Foto: Luiz Boscardin


Caminha como quem não sabe muito bem para onde vai. 

Na verdade o corpo parece saber, seu peito está virado para frente, rígido como uma tábua, mas as pernas e principalmente os pés, fazem uma dança estranha. Por vezes parecem dizer que vão para direita e no momento seguinte para a esquerda. 

Se jogasse bola seria um novo Garrincha.

A cabeça vai curvada pra baixo, uma pequena corcunda já se anuncia no final da nuca. Deve baixar a cabeça para tudo sem ao menos se perguntar se deveria ou não fazê-lo há muito mais tempo do que alguém suportaria, mas ele tem suportado.

Usa uma roupa social tirada de um defunto muito maior que ele. Provavelmente é um daqueles que para trabalhar são obrigados a usar roupa social, mesmo que o salário que lhe pagam não sirva nem pra pagar por uma bebida decente no fim do dia. Aquela que serve só para esquecer a merda do dia no trabalho. Lembra-me mais um espantalho do que um homem.

Seus olhos perdidos entre uma visão e outra, entre um devaneio e outro. Uma saia, um semáforo verde, o bar perto de casa, chegar no ponto a tempo de pegar o ônibus das seis e quinze, pernas de fora, uma mulher, um furo na meia, o aumento do salário e...e...e foi então que ele foi atingido.

Algo o acertou direto no nariz, um golpe certeiro que o tirou de seus devaneios de um futuro melhor e o jogou direto no passado, no tempo em que era criança e os pequenos prazeres da vida valiam muito. Em que tudo o que ele tinha e valorizava eram estes pequenos prazeres.
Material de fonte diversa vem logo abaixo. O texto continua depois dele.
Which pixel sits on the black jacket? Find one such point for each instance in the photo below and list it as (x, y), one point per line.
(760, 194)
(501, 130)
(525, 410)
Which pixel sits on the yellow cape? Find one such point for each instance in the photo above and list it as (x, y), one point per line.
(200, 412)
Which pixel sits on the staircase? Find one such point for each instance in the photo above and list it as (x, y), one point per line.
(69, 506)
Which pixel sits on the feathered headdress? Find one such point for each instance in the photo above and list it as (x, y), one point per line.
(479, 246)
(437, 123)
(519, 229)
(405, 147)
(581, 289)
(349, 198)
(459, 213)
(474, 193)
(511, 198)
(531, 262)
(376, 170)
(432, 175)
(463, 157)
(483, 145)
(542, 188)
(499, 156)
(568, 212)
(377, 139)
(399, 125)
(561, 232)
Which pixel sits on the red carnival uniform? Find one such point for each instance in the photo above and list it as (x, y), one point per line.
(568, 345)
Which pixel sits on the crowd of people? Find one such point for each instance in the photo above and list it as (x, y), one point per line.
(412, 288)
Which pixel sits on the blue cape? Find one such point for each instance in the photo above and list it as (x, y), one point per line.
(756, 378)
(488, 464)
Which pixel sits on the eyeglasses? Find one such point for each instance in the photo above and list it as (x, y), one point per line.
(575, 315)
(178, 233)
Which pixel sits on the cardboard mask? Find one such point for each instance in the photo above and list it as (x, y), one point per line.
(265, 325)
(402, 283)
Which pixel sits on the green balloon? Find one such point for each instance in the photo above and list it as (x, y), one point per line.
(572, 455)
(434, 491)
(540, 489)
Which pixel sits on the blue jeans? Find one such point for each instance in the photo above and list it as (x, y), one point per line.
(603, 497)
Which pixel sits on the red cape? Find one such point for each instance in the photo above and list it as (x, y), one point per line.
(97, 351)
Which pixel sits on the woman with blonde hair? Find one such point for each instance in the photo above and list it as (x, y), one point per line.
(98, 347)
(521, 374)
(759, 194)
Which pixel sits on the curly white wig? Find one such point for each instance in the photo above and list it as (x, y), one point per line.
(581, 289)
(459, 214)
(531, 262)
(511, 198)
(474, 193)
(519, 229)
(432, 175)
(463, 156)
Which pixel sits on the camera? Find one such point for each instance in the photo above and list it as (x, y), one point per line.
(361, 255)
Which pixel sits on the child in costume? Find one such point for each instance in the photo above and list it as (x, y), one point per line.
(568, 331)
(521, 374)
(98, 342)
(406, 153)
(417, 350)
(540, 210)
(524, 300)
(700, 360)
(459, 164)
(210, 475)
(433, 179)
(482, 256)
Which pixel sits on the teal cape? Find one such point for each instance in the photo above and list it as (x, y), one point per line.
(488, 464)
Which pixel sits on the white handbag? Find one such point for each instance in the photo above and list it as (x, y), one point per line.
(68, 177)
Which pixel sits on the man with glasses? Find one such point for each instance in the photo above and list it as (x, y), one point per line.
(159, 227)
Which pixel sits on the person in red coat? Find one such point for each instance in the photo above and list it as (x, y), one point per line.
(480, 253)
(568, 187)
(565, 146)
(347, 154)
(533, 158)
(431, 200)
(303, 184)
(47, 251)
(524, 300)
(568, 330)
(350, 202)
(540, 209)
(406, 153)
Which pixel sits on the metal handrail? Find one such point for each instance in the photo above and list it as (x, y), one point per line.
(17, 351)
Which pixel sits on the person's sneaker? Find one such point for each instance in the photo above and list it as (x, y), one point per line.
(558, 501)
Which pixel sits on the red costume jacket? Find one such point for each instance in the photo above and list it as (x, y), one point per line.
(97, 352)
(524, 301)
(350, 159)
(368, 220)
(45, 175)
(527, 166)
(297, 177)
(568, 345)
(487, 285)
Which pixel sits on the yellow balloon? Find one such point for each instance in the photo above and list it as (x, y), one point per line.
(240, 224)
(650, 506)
Sim era o cheiro de amendoim sendo torrado com açúcar, assim que o cheiro o atingiu sua cabeça levantou-se e como já era de se esperar seus pés foram mais rápidos que o resto do corpo e o fizeram dar uma meia volta, mudando o trajeto do corpo do espantalho cento e oitenta graus, sim porque no meio do devaneio ele continuou sua caminhada e já havia passado pelo vendedor de amendoim. É claro que seu corpo não estava preparado para tamanha mudança de direção e essa mudança brusca proporcionada pelas suas ágeis pernas de jogador de futebol, quase o fizeram quebrar seu tronco de tábua e sua cintura dura como um pau.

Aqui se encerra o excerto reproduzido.